Pelican Island became America’s first wildlife refuge by the hand of pioneer naturalist, Paul Kroegel and, ultimately, the country’s premier conservationist, Theodore Roosevelt. A detailed history can be found here, including information about the refuge’s inaccessibility (one could only reach it by boat) the first 100 years it existed! Cue native-Floridian-guilt-relief. In 2003, a wonderful network of trails and didactics were built on the refuge to allow visitors an easier trek. I explored those trails on a crisp January afternoon and they were rich in flora, fauna and Orchid Island charm.
The refuge lies just west of Jungle Trail, an old, unpaved citrus trail that we used to ride along in my dad’s old, yellow VW Thing. I grew up on the ocean a handful of miles north, so these were my stomping grounds. The nostalgia was palpable as I turned off A1A, although the road is notably less wild and unruly as it was when I was little. So, for the record, when I was little, it stormed every single afternoon, like clockwork, during summer and Jungle Trail was fructiferous and dense!
Thanks to the Professor’s brand-new pickup truck, fresh off the lot, I was able to explore the habitat via bicycle, which made the 4-5 mile ride comfortable and pleasant, despite some patchy areas of challenging terrain (mostly high grass and sand, which my beachcruiser handled well). There are nice parking areas to access all of the trails: Centennial, Pete’s Impoundment and the Bird Impoundment. Bikes “are not allowed” on the foot trails and boardwalks, so do as I say, not as I do!
The Centennial Boardwalk and Tower will be added to my list of to-do’s for out of town guests, considering it offers rewarding views for little sweat equity. I didn’t take photos from the stilted observation deck, simply because I didn’t want to interrupt the experience. Sometimes I worry I sacrifice presence of mind as I look through the lens, ready for the best shot.
Pete’s Trail offers a bit more of a challenge, and I can only imagine how buggy and hot the experience might be on a summer day, but it is worth the investment. The 3.5 mile loop along the salt marsh shoreline includes another observation “dock” that overlooks a pure, Floridian landscape. Fishermen: you’d love this trail. Birdwatchers: you’ll die for this trail.
Spotted through the lens of a telescope, through the lens of an I-phone, an osprey wearing a bald eagle’s costume.
A butterfly garden and benches near the trail head inspires a rest-stop following the hike; watch as they dance around you and enjoy a bite to eat, like I did. Binoculars are helpful and recommended…

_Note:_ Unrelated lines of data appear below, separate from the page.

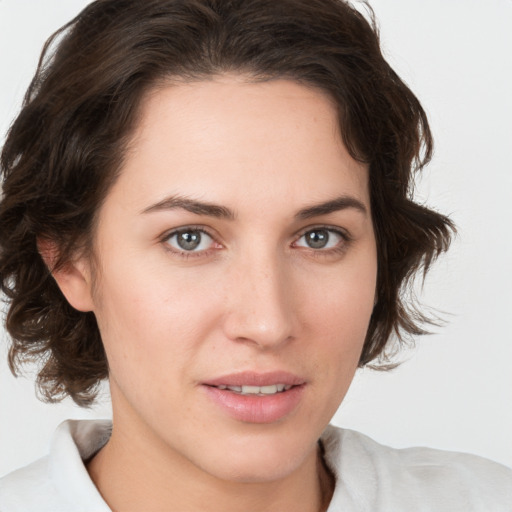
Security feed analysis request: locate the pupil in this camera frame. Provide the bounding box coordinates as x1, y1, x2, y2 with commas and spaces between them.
177, 231, 201, 251
306, 229, 329, 249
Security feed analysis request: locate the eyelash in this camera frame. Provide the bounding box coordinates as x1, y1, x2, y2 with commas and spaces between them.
160, 225, 352, 260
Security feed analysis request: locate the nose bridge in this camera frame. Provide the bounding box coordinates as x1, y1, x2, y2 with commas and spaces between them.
225, 243, 294, 347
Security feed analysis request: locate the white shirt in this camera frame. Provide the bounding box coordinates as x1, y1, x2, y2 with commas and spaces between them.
0, 421, 512, 512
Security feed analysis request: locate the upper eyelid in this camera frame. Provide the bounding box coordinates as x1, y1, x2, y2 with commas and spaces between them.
159, 224, 352, 252
295, 224, 352, 240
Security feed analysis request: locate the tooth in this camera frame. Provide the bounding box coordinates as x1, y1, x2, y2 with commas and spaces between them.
242, 386, 261, 395
260, 384, 278, 395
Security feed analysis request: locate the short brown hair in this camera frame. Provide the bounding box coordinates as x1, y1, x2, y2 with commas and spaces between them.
0, 0, 454, 405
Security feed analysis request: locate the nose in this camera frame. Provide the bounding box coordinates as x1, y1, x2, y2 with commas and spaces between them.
224, 250, 296, 349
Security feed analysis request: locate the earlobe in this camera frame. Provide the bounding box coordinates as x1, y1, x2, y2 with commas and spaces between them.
37, 238, 94, 312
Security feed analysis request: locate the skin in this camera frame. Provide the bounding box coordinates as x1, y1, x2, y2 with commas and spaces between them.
55, 75, 377, 512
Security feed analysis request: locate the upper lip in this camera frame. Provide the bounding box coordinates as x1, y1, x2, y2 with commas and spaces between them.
203, 371, 306, 386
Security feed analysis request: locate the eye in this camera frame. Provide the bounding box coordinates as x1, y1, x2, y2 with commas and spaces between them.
294, 228, 347, 250
164, 228, 214, 252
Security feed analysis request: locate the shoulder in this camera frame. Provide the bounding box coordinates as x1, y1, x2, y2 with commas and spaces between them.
0, 421, 110, 512
322, 426, 512, 512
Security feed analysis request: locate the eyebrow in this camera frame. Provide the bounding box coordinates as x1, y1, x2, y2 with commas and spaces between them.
142, 196, 236, 220
295, 196, 368, 220
142, 196, 368, 220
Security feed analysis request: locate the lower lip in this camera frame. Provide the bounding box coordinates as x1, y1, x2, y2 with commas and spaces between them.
203, 384, 305, 423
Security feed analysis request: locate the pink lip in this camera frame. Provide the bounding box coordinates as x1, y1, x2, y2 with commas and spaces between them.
203, 371, 306, 386
202, 372, 306, 423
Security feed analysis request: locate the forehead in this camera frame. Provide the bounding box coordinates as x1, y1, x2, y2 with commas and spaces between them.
106, 76, 369, 218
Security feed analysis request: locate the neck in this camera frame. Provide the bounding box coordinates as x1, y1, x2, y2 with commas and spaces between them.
88, 416, 333, 512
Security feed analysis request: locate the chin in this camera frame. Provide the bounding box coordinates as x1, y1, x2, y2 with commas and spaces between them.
192, 426, 318, 483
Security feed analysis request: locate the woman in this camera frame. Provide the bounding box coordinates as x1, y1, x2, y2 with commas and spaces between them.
0, 0, 512, 512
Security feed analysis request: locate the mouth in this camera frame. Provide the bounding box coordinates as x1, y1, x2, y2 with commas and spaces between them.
202, 372, 307, 423
206, 384, 293, 396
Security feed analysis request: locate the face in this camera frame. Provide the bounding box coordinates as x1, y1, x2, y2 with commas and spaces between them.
73, 76, 376, 482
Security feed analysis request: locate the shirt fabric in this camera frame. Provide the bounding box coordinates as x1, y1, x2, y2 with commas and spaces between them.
0, 420, 512, 512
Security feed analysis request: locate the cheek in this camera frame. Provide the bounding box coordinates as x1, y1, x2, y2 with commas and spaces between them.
91, 264, 220, 384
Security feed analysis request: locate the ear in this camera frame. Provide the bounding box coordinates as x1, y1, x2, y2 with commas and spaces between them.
37, 238, 94, 312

I didn’t have a chance to explore all of the trails, so I will repeat this trip again before the temperatures rise too much. I was interested in programs, events or educational offerings for the year, but the website was last updated 3 years ago in regard to those happenings. But, Pelican Island Preservation Society
‘s website offers current information, tastefully presented, which is to be expected from a refuge that shares its island with Windsor Polo Club and the town of Orchid. I’ll be adding the annual Wildlife Festival
to my social calender, along with another pang of Floridian-guilt. Live music, kayak tours, food and a raffle to win a custom, wooden, hand-carved kayak? Yes, please. How did I not know about this
I can’t help but imagine how stunning the refuge might be on a full moon night or for sunset. I guess you could say I am smitten.